Republican Sen. Tom Cotton of Arkansas, chairman of the Senate Intelligence Committee, said Saturday he was “pleased the CIA concluded in the final days of the Biden administration that the lab-leak theory is the most plausible explanation" and he commended Ratcliffe for declassifying the assessment.
“Now, the most important thing is to make China pay for unleashing a plague on the world,” Cotton said in a statement.
Chinese authorities have dismissed speculation about COVID's origins as unhelpful and motivated by politics. On Saturday, a spokesperson for China's US embassy said the CIA report has no credibility.
“We firmly oppose the politicization and stigmatization of the source of the virus, and once again call on everyone to respect science and stay away from conspiracy theories,” embassy spokesperson Liu Pengyu said in a statement emailed to The Associated Press.
While the origin of the virus remains unknown, scientists think the most likely hypothesis is that it circulated in bats, like many coronaviruses, before infecting another species, probably racoon dogs, civet cats or bamboo rats. In turn, the infection spread to humans handling or butchering those animals at a market in Wuhan, where the first human cases appeared in late November 2019.

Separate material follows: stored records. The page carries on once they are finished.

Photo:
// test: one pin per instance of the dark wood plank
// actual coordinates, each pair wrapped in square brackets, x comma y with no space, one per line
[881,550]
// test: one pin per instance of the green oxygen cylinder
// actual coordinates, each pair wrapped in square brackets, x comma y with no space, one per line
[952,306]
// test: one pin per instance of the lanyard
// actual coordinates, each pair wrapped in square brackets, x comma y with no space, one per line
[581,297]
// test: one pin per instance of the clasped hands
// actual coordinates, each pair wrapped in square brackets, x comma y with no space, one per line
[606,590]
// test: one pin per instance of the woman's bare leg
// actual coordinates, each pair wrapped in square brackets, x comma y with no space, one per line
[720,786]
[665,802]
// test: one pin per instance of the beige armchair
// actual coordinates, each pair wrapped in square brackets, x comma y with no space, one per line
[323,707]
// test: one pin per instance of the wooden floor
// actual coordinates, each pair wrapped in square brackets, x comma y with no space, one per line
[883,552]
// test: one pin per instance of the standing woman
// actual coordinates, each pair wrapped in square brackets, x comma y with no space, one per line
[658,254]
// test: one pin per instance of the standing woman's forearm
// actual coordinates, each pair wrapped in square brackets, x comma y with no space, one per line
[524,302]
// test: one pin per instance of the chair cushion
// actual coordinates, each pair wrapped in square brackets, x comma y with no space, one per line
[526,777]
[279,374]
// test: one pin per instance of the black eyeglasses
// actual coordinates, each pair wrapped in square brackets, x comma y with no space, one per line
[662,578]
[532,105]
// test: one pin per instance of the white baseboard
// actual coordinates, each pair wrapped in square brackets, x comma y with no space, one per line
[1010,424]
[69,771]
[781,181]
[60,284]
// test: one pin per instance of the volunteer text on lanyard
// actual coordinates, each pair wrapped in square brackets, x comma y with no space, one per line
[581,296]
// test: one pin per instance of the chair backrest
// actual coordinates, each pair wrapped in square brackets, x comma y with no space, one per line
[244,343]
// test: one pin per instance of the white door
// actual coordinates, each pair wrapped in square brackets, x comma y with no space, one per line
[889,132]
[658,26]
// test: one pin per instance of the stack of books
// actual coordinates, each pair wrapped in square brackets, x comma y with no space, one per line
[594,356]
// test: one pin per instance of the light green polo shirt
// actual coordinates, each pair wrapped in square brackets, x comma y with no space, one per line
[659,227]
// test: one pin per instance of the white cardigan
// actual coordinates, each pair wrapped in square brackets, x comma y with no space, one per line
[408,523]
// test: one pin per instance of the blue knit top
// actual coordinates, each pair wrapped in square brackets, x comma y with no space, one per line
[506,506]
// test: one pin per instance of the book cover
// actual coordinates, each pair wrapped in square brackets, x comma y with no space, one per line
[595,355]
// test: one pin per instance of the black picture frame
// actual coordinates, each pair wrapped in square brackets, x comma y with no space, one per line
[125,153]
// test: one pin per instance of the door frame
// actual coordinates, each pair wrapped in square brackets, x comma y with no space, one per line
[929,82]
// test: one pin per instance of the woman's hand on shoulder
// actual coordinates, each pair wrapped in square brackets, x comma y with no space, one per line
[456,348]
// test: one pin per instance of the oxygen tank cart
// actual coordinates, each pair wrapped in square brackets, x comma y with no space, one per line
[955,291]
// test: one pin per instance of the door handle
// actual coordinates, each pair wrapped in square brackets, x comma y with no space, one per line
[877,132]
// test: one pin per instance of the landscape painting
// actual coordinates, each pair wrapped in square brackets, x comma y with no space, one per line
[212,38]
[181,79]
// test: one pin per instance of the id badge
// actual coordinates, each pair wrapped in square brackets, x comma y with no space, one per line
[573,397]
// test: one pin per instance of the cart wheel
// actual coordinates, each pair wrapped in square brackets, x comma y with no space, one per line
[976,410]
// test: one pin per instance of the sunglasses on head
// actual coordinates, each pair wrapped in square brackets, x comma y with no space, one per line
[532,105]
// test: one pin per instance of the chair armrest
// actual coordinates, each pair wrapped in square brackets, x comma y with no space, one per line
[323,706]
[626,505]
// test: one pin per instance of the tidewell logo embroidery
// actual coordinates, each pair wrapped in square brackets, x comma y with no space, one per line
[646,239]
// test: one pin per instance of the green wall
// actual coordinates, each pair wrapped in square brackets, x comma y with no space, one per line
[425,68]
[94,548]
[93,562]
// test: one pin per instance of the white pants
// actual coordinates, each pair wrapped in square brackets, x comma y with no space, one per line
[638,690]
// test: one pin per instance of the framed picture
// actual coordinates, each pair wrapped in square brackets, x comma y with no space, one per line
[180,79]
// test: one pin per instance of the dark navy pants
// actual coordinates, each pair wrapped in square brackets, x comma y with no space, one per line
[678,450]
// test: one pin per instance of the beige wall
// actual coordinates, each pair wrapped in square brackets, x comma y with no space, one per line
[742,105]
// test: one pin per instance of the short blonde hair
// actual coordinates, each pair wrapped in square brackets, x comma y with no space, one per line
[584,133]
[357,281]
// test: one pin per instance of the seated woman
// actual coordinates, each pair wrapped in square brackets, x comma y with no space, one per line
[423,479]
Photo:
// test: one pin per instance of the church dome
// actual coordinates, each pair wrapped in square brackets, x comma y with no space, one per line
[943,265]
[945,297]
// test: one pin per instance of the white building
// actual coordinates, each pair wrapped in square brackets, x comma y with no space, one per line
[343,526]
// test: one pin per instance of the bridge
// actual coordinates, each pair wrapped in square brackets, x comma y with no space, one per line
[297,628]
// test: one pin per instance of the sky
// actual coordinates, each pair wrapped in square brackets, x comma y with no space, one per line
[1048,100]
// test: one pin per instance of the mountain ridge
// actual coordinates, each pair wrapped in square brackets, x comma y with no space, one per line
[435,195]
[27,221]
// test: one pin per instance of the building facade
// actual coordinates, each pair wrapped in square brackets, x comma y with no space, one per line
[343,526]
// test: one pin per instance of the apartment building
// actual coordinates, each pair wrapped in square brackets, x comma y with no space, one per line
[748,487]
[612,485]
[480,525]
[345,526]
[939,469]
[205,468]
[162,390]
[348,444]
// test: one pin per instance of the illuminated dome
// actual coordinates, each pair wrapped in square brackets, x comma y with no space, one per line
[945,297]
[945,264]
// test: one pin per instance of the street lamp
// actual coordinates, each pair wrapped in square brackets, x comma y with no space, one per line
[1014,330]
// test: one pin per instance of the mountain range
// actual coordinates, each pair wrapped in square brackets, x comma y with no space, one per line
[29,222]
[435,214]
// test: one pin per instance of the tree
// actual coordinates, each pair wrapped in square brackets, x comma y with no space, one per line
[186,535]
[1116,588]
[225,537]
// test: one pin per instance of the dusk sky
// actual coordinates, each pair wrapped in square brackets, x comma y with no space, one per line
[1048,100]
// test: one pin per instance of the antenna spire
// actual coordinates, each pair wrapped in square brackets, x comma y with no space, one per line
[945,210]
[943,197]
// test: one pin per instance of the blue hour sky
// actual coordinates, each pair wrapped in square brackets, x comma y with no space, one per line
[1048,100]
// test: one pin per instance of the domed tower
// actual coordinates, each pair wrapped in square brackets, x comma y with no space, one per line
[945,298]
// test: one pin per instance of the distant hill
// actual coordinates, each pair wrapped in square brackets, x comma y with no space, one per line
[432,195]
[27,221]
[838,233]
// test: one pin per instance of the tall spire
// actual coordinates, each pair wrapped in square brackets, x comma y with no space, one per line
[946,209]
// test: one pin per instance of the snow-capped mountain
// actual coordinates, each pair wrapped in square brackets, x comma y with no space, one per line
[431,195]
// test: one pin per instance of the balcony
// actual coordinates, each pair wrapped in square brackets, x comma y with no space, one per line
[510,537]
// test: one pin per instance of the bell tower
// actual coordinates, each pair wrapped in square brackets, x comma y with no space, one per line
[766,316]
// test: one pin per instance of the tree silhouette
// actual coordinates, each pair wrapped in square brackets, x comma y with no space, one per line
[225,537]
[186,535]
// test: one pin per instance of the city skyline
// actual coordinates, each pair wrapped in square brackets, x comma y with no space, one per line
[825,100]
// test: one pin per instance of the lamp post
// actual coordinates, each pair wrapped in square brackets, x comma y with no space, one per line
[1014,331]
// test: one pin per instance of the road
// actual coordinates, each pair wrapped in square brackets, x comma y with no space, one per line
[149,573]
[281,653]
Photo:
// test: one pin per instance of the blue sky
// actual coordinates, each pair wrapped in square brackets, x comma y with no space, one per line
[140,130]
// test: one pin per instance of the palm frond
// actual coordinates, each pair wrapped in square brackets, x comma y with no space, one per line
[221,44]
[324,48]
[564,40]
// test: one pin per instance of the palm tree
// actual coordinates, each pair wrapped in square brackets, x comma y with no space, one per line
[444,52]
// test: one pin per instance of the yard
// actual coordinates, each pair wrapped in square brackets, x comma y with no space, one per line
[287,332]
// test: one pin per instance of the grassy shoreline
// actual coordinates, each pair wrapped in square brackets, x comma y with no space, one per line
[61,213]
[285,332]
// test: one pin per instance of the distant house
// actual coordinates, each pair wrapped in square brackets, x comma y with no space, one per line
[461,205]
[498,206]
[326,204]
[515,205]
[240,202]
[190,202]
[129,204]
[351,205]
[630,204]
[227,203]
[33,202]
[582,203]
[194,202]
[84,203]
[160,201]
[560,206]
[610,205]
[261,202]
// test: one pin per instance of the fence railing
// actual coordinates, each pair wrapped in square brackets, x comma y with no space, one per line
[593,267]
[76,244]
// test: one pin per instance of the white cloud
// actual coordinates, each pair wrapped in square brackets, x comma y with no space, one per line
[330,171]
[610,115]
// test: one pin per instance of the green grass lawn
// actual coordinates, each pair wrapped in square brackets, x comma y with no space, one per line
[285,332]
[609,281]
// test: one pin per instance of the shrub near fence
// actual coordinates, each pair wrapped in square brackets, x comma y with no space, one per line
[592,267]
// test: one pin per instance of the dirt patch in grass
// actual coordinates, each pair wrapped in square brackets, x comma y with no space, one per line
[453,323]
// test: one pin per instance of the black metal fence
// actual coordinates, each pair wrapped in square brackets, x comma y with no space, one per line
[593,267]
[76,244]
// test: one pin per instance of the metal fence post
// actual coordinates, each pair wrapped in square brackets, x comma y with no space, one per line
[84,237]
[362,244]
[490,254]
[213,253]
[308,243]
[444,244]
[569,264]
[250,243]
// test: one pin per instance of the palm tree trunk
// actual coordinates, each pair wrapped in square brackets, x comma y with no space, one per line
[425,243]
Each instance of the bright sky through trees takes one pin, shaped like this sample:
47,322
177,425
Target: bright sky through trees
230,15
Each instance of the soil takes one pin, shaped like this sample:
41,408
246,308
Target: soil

Some official investigations, however, have raised the the question of whether the virus escaped from a lab in Wuhan. Two years ago a report by the Energy Department concluded a lab leak was the most likely origin, though that report also expressed low confidence in the finding.
The same year then-FBI Director Christopher Wray said his agency believed the virus “most likely” spread after escaping from a lab.
Ratcliffe, who served as director of national intelligence during Trump's first term, has said he favors the lab leak scenario, too.
“The lab leak is the only theory supported by science, intelligence, and common sense,” Ratcliffe said in 2023.